Distributists almost always have one political economist they detest more than all the rest . . . which is saying a lot. That is that Mean Ol’ Adam Smith, whose “invisible hand” argument has sometimes been characterized as attempting to substitute for the Hand of God.
That’s kind of . . . dumb. The invisible hand is Smith’s metaphor of the economic system with proper internal controls. If the system is properly designed, it will run almost automatically as if it were guided by an “invisible hand” so that things always work out properly. The fact that Smith’s system was not properly designed is another matter, and an argument for another day.
Our interest today is Smith’s first principle of economics. As he put it in The Wealth of Nations, this can be stated quite simply as “Consumption is the sole end and purpose of all production.”
Smith’s first principle leads naturally into Say’s Law of Markets . . . and (as we might expect), Jean-Baptiste Say is probably second on the list of political economists people love to hate. And yet, like Smith’s invisible hand, Say’s Law is nothing more than common sense.
To explain Say’s Law, all other things being equal, there are only two ways to consume: produce for your own consumption directly with your land, labor, or capital, or to trade to others to be able to consume what they produce with their land labor, or capital. Thus, what is produced tends to be what people want or need, without stimulating artificial demand for unnecessary or unwanted production produced only for profit: production equals income, and supply generates its own demand, and demand, its own supply.
Ironically, Say best explained the law named after him (he didn’t invent it, but gave it its clearest expression) in refuting the theories of the third political economist on the list of those people love to hate: the Reverend Thomas Malthus. Under the Malthusian Spell, for over two centuries most experts have concluded that for there to be economic growth, the rate of population growth must be reduced; there are too many people.
Bologna, said Say and a number of others, such as John Weyland, a political economist people would probably love to hate if they knew anything about him. Weyland’s anti-Malthusian theory irritated more experts than Adam Smith.
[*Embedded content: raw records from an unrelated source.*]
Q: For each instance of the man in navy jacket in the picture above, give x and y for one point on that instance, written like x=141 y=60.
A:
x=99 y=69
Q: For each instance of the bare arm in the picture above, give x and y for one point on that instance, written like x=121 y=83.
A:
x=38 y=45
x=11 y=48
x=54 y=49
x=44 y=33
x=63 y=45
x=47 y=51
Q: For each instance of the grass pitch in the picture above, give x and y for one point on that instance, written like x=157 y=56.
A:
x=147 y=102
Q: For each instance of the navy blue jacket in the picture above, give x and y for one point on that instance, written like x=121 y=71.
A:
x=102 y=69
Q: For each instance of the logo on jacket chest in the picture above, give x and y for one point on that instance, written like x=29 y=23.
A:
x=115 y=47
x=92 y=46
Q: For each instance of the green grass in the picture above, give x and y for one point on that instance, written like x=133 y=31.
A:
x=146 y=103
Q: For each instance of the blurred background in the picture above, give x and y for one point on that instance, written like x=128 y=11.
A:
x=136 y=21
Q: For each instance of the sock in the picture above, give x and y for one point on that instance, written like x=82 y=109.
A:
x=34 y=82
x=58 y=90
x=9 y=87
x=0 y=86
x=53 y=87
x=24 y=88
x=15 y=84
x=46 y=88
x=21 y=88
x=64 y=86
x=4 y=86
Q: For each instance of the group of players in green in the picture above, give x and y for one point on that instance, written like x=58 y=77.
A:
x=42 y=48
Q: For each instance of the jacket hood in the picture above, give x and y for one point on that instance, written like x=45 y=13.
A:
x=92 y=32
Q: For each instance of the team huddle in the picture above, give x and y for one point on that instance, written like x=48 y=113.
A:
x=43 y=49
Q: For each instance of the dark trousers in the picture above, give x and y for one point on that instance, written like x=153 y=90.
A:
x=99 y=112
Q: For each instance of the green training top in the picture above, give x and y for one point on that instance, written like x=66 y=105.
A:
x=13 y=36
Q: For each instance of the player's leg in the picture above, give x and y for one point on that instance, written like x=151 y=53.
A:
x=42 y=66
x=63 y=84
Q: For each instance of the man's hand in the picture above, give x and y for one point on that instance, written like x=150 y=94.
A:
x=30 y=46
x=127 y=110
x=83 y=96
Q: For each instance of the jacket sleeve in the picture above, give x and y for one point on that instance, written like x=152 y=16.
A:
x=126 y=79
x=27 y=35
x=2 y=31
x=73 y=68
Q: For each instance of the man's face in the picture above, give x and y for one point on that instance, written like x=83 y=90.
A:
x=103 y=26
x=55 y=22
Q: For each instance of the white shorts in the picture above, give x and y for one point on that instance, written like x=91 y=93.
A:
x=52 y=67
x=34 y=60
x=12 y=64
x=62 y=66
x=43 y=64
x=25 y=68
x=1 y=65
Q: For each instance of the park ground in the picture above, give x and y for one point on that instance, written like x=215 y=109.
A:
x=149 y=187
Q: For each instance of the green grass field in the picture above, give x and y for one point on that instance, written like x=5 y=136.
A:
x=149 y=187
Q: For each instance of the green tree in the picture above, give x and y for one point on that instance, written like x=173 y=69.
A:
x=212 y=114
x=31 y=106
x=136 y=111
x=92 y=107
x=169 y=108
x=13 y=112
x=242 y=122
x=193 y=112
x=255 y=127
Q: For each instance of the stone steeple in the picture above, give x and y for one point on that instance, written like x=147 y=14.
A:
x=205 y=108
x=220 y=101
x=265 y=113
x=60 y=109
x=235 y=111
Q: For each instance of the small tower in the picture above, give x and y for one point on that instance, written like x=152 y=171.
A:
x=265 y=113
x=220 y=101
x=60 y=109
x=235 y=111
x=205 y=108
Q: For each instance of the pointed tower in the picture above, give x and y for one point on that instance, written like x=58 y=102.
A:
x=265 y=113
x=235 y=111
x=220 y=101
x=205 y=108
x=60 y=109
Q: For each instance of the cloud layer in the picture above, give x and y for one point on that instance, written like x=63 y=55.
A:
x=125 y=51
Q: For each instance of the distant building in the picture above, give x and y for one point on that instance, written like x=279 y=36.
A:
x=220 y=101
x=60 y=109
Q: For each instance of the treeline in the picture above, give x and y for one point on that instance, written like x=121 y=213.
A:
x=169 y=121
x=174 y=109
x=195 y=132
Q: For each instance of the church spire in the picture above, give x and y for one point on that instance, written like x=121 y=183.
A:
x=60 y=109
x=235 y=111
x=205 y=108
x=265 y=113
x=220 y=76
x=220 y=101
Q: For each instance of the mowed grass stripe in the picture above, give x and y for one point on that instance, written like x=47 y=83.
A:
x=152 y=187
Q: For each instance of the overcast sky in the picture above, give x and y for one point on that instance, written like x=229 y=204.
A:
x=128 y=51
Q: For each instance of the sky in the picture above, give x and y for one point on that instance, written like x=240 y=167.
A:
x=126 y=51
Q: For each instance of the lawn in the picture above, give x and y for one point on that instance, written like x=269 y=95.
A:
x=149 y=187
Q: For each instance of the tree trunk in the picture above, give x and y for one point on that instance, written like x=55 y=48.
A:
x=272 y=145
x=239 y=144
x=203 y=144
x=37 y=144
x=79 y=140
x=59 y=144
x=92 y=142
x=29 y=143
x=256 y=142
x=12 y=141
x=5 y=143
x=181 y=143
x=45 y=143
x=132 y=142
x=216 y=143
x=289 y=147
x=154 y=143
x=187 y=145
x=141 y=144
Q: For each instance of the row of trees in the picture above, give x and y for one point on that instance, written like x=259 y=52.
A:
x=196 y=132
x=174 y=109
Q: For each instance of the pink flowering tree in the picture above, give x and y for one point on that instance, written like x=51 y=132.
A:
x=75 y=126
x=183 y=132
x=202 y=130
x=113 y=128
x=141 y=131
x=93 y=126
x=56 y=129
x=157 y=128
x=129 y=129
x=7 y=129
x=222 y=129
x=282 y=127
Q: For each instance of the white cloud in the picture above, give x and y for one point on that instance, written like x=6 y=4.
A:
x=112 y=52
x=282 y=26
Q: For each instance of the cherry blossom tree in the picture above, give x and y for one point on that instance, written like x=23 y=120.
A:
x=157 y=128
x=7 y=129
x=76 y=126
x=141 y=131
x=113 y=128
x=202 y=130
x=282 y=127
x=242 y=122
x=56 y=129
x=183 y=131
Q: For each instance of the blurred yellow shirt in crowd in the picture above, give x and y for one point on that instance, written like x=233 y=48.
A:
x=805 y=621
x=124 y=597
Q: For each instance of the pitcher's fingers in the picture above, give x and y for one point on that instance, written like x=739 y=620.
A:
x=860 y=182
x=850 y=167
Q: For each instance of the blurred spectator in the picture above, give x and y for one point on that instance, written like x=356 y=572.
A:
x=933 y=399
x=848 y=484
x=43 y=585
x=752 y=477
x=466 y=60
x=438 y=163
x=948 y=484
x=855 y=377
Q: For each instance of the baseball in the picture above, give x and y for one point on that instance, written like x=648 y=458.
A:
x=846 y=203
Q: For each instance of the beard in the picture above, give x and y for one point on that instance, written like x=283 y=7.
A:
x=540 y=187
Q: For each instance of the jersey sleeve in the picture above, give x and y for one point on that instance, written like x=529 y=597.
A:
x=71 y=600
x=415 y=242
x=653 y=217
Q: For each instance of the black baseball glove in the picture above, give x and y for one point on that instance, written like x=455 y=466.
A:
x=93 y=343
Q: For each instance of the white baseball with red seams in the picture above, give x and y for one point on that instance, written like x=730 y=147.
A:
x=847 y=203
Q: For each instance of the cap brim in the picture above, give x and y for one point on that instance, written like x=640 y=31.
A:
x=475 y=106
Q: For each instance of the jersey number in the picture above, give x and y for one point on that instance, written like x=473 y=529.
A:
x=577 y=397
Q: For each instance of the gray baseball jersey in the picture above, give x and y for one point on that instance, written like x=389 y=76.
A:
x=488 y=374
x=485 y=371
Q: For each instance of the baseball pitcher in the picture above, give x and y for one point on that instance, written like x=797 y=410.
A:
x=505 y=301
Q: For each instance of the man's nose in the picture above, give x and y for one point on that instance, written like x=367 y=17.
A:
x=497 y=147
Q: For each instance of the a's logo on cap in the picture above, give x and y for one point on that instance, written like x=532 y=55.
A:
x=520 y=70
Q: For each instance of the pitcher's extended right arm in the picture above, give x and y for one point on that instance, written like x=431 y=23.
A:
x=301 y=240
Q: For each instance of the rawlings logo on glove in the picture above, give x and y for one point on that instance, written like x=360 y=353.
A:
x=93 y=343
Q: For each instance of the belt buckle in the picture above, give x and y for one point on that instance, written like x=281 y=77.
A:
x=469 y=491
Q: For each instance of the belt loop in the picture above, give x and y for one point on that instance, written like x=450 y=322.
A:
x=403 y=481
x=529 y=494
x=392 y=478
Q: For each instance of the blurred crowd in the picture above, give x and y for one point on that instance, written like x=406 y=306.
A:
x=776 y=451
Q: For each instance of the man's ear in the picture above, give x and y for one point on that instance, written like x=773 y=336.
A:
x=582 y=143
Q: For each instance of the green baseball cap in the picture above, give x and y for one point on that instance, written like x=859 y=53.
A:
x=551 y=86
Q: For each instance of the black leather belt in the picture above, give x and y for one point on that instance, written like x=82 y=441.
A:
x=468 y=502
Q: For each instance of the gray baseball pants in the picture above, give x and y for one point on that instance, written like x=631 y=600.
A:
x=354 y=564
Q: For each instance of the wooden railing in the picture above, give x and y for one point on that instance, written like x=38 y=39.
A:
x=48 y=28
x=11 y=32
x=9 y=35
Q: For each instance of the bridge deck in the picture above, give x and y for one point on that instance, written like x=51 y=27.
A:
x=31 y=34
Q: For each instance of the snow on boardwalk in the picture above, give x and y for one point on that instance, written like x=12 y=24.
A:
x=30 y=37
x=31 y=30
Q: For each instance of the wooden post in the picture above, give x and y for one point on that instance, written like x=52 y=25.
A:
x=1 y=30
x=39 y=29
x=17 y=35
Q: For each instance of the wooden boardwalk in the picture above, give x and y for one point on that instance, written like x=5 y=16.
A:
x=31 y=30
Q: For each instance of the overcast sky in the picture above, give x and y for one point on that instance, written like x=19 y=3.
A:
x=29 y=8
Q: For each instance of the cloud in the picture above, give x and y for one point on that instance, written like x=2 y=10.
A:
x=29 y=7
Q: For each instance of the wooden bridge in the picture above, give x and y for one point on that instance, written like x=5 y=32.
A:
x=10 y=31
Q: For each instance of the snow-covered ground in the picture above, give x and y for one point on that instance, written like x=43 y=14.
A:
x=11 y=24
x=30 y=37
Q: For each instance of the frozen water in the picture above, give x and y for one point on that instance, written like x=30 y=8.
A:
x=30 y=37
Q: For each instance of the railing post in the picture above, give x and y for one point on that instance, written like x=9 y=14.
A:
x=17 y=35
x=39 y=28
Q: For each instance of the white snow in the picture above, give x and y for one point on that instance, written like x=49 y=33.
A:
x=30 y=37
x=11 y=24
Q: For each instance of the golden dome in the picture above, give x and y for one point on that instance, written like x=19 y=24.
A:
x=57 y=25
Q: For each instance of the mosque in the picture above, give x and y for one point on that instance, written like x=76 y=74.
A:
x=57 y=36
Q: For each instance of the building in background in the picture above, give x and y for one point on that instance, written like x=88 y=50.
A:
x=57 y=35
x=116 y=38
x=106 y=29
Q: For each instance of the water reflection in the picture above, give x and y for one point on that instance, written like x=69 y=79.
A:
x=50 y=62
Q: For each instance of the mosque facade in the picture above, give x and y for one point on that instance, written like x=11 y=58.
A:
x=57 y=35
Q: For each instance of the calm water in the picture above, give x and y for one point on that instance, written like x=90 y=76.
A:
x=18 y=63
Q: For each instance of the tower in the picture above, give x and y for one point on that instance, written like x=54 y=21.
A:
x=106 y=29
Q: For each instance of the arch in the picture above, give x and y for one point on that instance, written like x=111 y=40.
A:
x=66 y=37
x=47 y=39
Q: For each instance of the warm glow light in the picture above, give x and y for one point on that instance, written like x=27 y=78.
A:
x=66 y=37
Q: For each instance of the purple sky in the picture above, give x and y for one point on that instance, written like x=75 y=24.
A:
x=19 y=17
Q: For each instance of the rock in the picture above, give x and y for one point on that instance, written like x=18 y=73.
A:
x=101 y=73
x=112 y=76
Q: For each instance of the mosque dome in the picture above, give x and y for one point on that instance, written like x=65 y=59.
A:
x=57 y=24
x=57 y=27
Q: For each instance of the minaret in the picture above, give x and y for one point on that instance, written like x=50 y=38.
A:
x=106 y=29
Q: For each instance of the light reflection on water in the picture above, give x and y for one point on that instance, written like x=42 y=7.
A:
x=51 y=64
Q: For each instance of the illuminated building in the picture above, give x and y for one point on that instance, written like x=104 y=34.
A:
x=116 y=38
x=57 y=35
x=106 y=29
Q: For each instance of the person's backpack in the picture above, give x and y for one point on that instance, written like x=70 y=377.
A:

Weyland’s theory is that the rate of population growth varies inversely — and naturally — with the standard of living. Thus, as living standards rise, the reproductive rate decreases, and as living standards fall, the reproductive rate increases in response. Confusing cause and effect, however, many authorities following Malthus have assumed that rising standards of living are caused by reducing population growth, not that the rate of population growth is reduced by raising the standard of living.
Under the Banking Principle on which binary economics is based, the amount of money in the system is determined by production — all money comes from production, as it is the medium by means of which I trade what I produce for what you produce. Under the Currency Principle, the amount of money determines production. Thus, under the Banking Principle you need production in order to have money, while under the Currency Principle you need money in order to have production.
Keynesian economics, therefore, assumes as a given that all financing for new capital investment must come out of existing production: past savings. These by definition belong to the currently wealthy, or to the State if it can create money backed by its own debt, thereby effectively abolishing private property.
In Keynesian economics, it is essential that there be great disparities of wealth, and the more expensive new capital becomes, the greater the disparity must be in order to provide savings for new capital formation and job creation. Further, in order to ensure that there is enough savings to form capital, wage earners must spend all of their income to purchase unnecessary or unwanted, even useless goods and services in order to generate more profits for the rich.
This is because the presumed need for unconsumed production to provide savings requires unnecessary production . . . which must be sold to turn it into money savings. The more useless junk people can buy in the Keynesian paradigm, the better the economy runs. Consumer credit is a great boon — for the rich, because it enables people to create money to purchase the excess goods and services, thereby providing the savings Keynes considered essential.
Of course, if new capital formation were financed out of future savings instead of past savings, great wealth disparities, unnecessary production, consumer credit, and a host of other Keynesian fixes would be unnecessary.
That is why, if you want to demonize an economist, you might want to look at Keynes, rather than Adam Smith, Jean-Baptiste Say, or John Weyland.
Or, better yet, don’t demonize anybody, but learn about the Just Third Way.